Series VI, the Home File (1905-1910, 1940-1972), contains correspondence and other items related to Dixie which Hugh Moore received at his home residence. There is alphabetically arranged correspondence with and about members of the Dixie staff (1951-1972). Topics include the retirement of Dixie associates and reminiscences about Dixie’s early days. Of special interest are those letters which were written to Moore after he sent an autographed photograph to a group of retired Dixie associates at Christmas 1960. Further correspondence reached Moore in the spring of 1964, after he distributed a copy of “Is It True What They Say About Dixie,” Moore’s account of the early history of the business. There is also a small clippings file about Dixie staff (1943-1971). A file on the Dixie Strike in 1967 includes clippings, statements, and some correspondence regarding Moore’s presence at the negotiations. The Barbieri Trust file (1970-1971) contains a small amount of correspondence regarding the status of the fund, and its beneficiaries.

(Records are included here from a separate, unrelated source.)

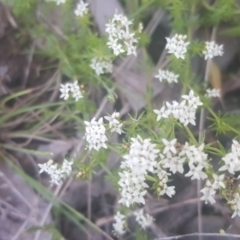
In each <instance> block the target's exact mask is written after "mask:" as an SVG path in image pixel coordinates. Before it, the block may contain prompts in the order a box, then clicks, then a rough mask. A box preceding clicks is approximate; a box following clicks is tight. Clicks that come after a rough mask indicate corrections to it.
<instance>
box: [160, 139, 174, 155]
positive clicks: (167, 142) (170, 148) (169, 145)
mask: <svg viewBox="0 0 240 240" xmlns="http://www.w3.org/2000/svg"><path fill="white" fill-rule="evenodd" d="M162 142H163V143H164V145H165V148H164V150H163V153H164V154H166V153H173V154H175V153H177V150H176V147H175V145H176V142H177V139H176V138H175V139H173V140H171V141H168V140H166V139H164V138H163V139H162Z"/></svg>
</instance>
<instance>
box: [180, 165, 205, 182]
mask: <svg viewBox="0 0 240 240" xmlns="http://www.w3.org/2000/svg"><path fill="white" fill-rule="evenodd" d="M189 167H190V170H189V172H188V173H187V174H185V176H186V177H191V179H192V180H194V179H205V178H207V175H206V173H204V172H203V166H201V165H200V164H199V165H197V166H195V165H189Z"/></svg>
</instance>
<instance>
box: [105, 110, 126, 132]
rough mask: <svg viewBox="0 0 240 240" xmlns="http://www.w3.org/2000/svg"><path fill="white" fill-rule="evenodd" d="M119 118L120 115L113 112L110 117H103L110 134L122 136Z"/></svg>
mask: <svg viewBox="0 0 240 240" xmlns="http://www.w3.org/2000/svg"><path fill="white" fill-rule="evenodd" d="M119 117H120V114H119V113H118V112H114V113H113V114H112V115H111V116H105V117H104V118H105V119H106V120H107V121H109V128H110V130H111V132H117V133H118V134H122V123H120V122H119V120H118V118H119Z"/></svg>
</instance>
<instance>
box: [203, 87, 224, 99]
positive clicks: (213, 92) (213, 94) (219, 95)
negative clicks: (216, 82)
mask: <svg viewBox="0 0 240 240" xmlns="http://www.w3.org/2000/svg"><path fill="white" fill-rule="evenodd" d="M206 96H207V97H209V98H211V97H219V98H220V97H221V90H220V89H216V88H214V89H207V93H206Z"/></svg>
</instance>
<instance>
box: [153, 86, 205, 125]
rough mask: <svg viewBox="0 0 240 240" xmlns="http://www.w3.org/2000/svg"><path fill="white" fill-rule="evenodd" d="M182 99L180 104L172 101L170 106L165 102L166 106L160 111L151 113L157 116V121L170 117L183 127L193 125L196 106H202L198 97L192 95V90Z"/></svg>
mask: <svg viewBox="0 0 240 240" xmlns="http://www.w3.org/2000/svg"><path fill="white" fill-rule="evenodd" d="M182 98H184V100H183V101H182V102H180V103H178V102H176V101H173V103H172V104H171V103H169V102H166V106H163V107H162V108H161V109H160V110H157V109H154V110H153V111H154V112H155V113H156V114H157V121H159V120H160V119H162V118H168V117H169V116H170V115H172V116H173V117H174V118H175V119H178V120H179V121H180V122H181V123H182V124H183V125H185V126H187V125H188V124H189V123H191V124H192V125H195V124H196V123H195V119H196V116H195V115H196V110H197V107H198V106H201V105H202V102H201V101H200V99H199V97H197V96H195V95H194V92H193V91H192V90H191V91H190V92H189V95H183V96H182Z"/></svg>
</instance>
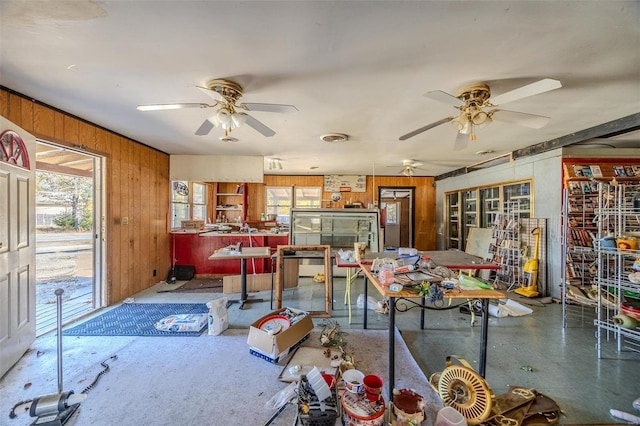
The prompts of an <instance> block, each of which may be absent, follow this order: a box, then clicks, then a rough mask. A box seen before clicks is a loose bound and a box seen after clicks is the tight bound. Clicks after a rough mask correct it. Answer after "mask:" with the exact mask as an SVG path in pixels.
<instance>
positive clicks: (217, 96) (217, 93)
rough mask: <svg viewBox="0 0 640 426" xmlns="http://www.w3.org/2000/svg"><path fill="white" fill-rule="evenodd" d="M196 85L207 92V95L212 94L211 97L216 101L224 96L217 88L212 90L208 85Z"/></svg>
mask: <svg viewBox="0 0 640 426" xmlns="http://www.w3.org/2000/svg"><path fill="white" fill-rule="evenodd" d="M196 87H197V88H198V89H200V91H202V92H204V93H205V94H207V96H211V98H213V99H214V100H215V101H216V102H219V101H221V100H222V96H220V93H218V92H216V91H215V90H211V89H209V88H208V87H204V86H197V85H196Z"/></svg>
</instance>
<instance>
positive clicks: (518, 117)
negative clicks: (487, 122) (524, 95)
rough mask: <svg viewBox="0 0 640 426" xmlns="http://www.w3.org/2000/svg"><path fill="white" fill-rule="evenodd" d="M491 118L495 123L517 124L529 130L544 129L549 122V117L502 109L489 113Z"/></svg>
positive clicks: (549, 118)
mask: <svg viewBox="0 0 640 426" xmlns="http://www.w3.org/2000/svg"><path fill="white" fill-rule="evenodd" d="M491 118H493V120H495V121H502V122H504V123H510V124H517V125H518V126H524V127H529V128H531V129H539V128H541V127H544V126H545V125H546V124H547V123H548V122H549V120H550V118H549V117H545V116H543V115H535V114H527V113H524V112H516V111H506V110H502V109H496V110H493V111H491Z"/></svg>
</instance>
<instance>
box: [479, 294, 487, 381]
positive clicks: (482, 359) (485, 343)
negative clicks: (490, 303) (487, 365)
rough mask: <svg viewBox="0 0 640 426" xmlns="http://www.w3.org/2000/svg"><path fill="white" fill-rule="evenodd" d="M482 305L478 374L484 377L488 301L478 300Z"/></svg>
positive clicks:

In the last years of Moore’s official association with Dixie, there were two occasions at which time his career in the paper cup business was honored. There is correspondence, speeches, printed material, and several photographs regarding a dinner given for Hugh Moore on the thirty-fifth anniversary of his bringing the Dixie Cup Company to Easton, held at the Country Club of Northampton County, Pennsylvania on November 12, 1956. In addition the file includes some printed material from an honorary dinner given jointly for Cecil Dawson and Hugh Moore by the staff on the occasion of their retirement in 1957.
The Kansas City file (1940, 1953-1959, 1962), contains correspondence with members of the Webster Literary Club of which Moore was a member while attending Central High School in Missouri. Of special interest is the material which pertains to a reunion luncheon with some of the members of the club, including its leader, Moore’s early mentor, Professor Clifford Nowlin. This series also includes diaries which Moore kept during his senior year in high school (1905), while working for The Packer in Chicago and New York (1906), and while attending Harvard College (1906-1907). Moore’s entries also make reference to his public appearances in the campaign against the common cup (1910).
Additions to the Home File (1972-1973) include copies of Moore’s obituary and memorial service, and letters of condolence from Dixie and American Can and from family and friends.